The Greeks listed four classical elements (air, water, earth, and fire) as the material basis of the physical world. The names of the four elements came from the reconstructed Indo-European mother language (Proto-Indo-European or PIE), showing that, although not exclusive to them, the concept seemed to be used by the speakers of that language before the ancient and modern Indo-European languages appeared.
Let’s consider “fire,” which comes from PIE *puro. The sounds of the reconstructed language were not always the same in the “daughter” languages, and this is why the Indo-European *p became ph and f in English. The Armenian word for fire, hուր (hoor), also came from *puro, and other Armenian words of Indo-European also show this pattern of *p > h, like for instance *pater > հայր (hayr).
If someone comes asking for կրակ (grag, which was krak in Classical Armenian), which is the common term in Modern Armenian (hoor is a much more literary term, so to speak), let’s explain that this is a later borrowing in Armenian, but linguists do not agree about its origin (the suffix –ak is of Iranian origin, so the word could be Iranian).
In the case of “air,” we have the Proto-Indo-European word *au (the u should be pronounced v), meaning “to blow, to respire.” This word had two derivations, *aue, from which came Greek aer and then English air, and *ue, from which we have the Latin word ventus (“wind,” compare English “ventilator”) and the English word “wind.”
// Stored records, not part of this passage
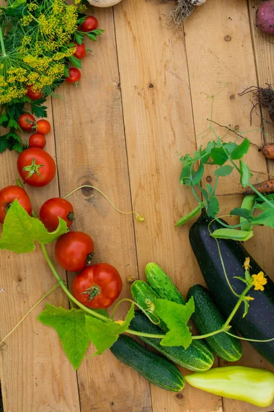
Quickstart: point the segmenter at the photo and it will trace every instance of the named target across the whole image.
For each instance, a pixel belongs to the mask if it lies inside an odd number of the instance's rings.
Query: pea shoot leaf
[[[169,331],[160,342],[163,346],[183,346],[187,349],[192,342],[187,325],[195,306],[191,297],[185,304],[176,304],[164,299],[155,299],[155,313],[166,323]]]
[[[32,218],[17,199],[12,203],[3,225],[0,249],[16,253],[27,253],[35,250],[34,240],[46,244],[55,240],[68,231],[66,223],[59,218],[59,226],[48,232],[39,219]]]
[[[86,317],[84,310],[67,310],[47,304],[46,308],[37,319],[43,325],[51,326],[56,330],[68,360],[74,369],[77,369],[90,343],[86,332]]]

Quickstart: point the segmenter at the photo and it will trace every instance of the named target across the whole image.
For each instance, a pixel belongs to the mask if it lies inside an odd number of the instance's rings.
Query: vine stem
[[[115,209],[115,210],[116,210],[119,213],[121,213],[122,214],[135,214],[136,219],[138,220],[139,220],[139,222],[144,222],[145,218],[140,216],[139,215],[139,214],[137,213],[136,211],[122,211],[121,210],[119,210],[112,203],[112,202],[108,198],[108,197],[103,193],[103,192],[102,192],[101,190],[100,190],[100,189],[98,189],[97,187],[95,187],[95,186],[92,186],[90,185],[83,185],[82,186],[79,186],[79,187],[77,187],[77,189],[75,189],[74,190],[73,190],[72,192],[71,192],[70,193],[68,193],[68,194],[67,194],[66,196],[65,196],[63,198],[64,199],[66,199],[66,198],[68,198],[69,196],[71,196],[71,194],[73,194],[73,193],[75,193],[77,190],[79,190],[80,189],[83,189],[84,187],[90,187],[90,189],[94,189],[95,190],[97,190],[97,192],[99,192],[99,193],[101,193],[101,194],[102,194],[103,196],[103,197],[105,198],[106,198],[106,200],[108,201],[108,202],[112,206],[112,207],[114,209]]]
[[[55,290],[55,289],[57,289],[57,288],[59,288],[59,286],[60,286],[59,284],[57,284],[53,288],[51,288],[51,289],[50,289],[48,292],[47,292],[47,293],[45,295],[44,295],[44,296],[42,297],[41,297],[41,299],[40,299],[38,300],[38,301],[36,302],[35,304],[35,305],[34,306],[32,306],[32,308],[31,308],[29,309],[29,310],[28,310],[27,312],[27,313],[23,317],[23,318],[21,319],[21,320],[18,322],[18,323],[14,326],[14,328],[13,329],[12,329],[12,330],[7,335],[5,335],[5,336],[4,338],[3,338],[3,339],[0,342],[0,345],[1,345],[2,343],[3,343],[4,341],[5,341],[5,339],[7,338],[8,338],[9,336],[11,335],[12,333],[13,333],[14,332],[14,330],[19,326],[19,325],[21,325],[21,323],[22,323],[23,321],[24,321],[25,319],[25,318],[27,317],[27,316],[28,314],[29,314],[29,313],[34,309],[34,308],[36,308],[38,305],[39,305],[39,304],[40,304],[42,302],[42,301],[44,300],[44,299],[45,299],[47,296],[49,296],[49,295],[50,295],[51,293],[51,292],[53,292],[53,290]]]

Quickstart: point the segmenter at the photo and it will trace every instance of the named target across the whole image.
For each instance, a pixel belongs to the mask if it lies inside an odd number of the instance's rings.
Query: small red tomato
[[[23,130],[31,132],[36,122],[34,117],[32,115],[23,113],[19,116],[18,124]]]
[[[29,214],[32,213],[32,204],[27,194],[19,186],[11,185],[0,190],[0,222],[3,223],[5,214],[13,201],[17,199],[20,205]]]
[[[70,231],[59,238],[55,252],[60,266],[69,272],[78,272],[91,264],[94,242],[84,232]]]
[[[32,148],[19,154],[17,170],[26,183],[30,186],[42,187],[48,185],[55,176],[56,165],[47,152]]]
[[[43,149],[46,146],[46,138],[44,135],[34,133],[29,139],[29,147]]]
[[[66,81],[68,83],[77,84],[81,78],[81,71],[76,67],[71,67],[69,69],[69,78],[66,78]]]
[[[34,128],[34,130],[41,135],[47,135],[51,131],[51,124],[47,120],[42,119],[37,122],[36,126]]]
[[[40,220],[49,231],[54,231],[58,227],[58,217],[63,219],[69,227],[73,220],[73,206],[62,198],[49,199],[41,206],[40,209]]]
[[[75,56],[77,58],[79,58],[80,60],[85,57],[86,55],[86,46],[84,43],[82,45],[79,45],[75,41],[74,42],[76,45],[76,51],[73,53],[73,56]]]
[[[27,96],[29,97],[32,100],[38,100],[42,99],[43,97],[40,91],[34,91],[32,89],[33,86],[27,86]]]
[[[99,263],[86,268],[75,277],[73,295],[88,308],[104,309],[116,301],[122,287],[116,268],[108,263]]]
[[[98,27],[98,20],[94,16],[88,16],[86,17],[85,21],[80,26],[80,30],[88,33],[96,30]]]

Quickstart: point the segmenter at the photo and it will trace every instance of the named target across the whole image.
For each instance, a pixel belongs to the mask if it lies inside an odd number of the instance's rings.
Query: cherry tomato
[[[17,159],[17,170],[23,180],[30,186],[46,186],[56,173],[55,162],[42,149],[24,150]]]
[[[70,231],[59,238],[55,251],[60,266],[69,272],[78,272],[91,264],[94,242],[84,232]]]
[[[75,41],[74,42],[76,45],[76,51],[73,53],[73,56],[75,56],[77,58],[79,58],[80,60],[85,57],[86,55],[86,46],[84,43],[82,45],[79,45]]]
[[[28,113],[21,115],[18,119],[18,124],[25,132],[31,132],[33,126],[36,124],[34,117]]]
[[[66,78],[68,83],[77,83],[81,78],[81,71],[76,67],[69,69],[69,78]]]
[[[75,219],[71,203],[62,198],[52,198],[42,205],[40,219],[49,231],[54,231],[58,227],[58,216],[69,227]]]
[[[28,96],[32,100],[38,100],[41,99],[43,95],[40,91],[34,91],[32,89],[33,86],[27,87],[27,96]]]
[[[94,16],[88,16],[86,17],[85,21],[80,26],[80,30],[85,33],[96,30],[98,27],[98,20]]]
[[[7,211],[12,202],[17,199],[29,215],[32,213],[32,204],[27,194],[19,186],[7,186],[0,190],[0,222],[3,223]]]
[[[51,131],[51,124],[47,120],[42,119],[37,122],[36,127],[33,128],[33,130],[41,135],[47,135]]]
[[[29,147],[43,149],[46,146],[46,138],[44,135],[34,133],[29,139]]]
[[[88,308],[104,309],[116,301],[122,287],[116,268],[108,263],[99,263],[86,268],[75,277],[73,295]]]

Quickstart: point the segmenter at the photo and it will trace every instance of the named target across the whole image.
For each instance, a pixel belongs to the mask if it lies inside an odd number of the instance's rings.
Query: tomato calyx
[[[87,295],[88,296],[88,301],[92,300],[95,296],[98,296],[101,293],[101,288],[97,285],[94,285],[91,288],[88,288],[84,292],[79,293],[79,295]]]
[[[44,166],[44,165],[36,165],[35,158],[34,157],[31,165],[29,165],[28,166],[25,166],[25,168],[23,168],[23,172],[29,172],[29,174],[27,176],[27,177],[25,179],[32,177],[32,176],[33,174],[34,174],[34,173],[36,174],[38,174],[39,176],[39,177],[40,177],[41,179],[43,179],[42,176],[41,176],[41,174],[39,172],[39,169],[40,168],[42,168],[43,166]]]

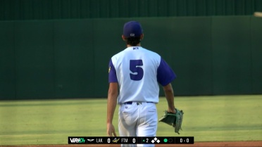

The same Proto-Indo-European root *au, with the addition of the augmentative particle *dh, yielded the Armenian word աւդ (aud in Classical Armenian pronunciation). After the letter o entered the Armenian alphabet in the period of the kingdom of Cilicia, the word became օդ (od) “air,” which we pronounce ot in Western Armenian.
Therefore, English “air” and “fire” have their cousins in Armenian.
The case is a little more complicated for “earth,” in the sense of soil, and “water.”
The Armenian word հող (hogh) “earth” was originally closer to an l, and derived from Proto-Indo-European *pol. We do not have an English word with the same meaning, but we have a close one. The same root gave *pol-to, with the addition of the suffix *to, from which we have “fold” and “field.”
At its turn, the Armenian word for “water” is ջուր (choor, pronounced joor in Classical Armenian). The root of this word is the Proto-Indo-European *yuro, and this *y gives j in Armenian. We do not have an English word from this same root, but there a borrowing from Latin for a meaning related to liquid: the word “urine.”
Interestingly, the Armenian words for all four elements are indigenous, which means that, like in the case of the Greek words, they all came from the Indo-European mother language. It shows that, despite the impact of neighbor languages (Iranian or Greek), some of the core elements of Armenian thought remained in their original expression.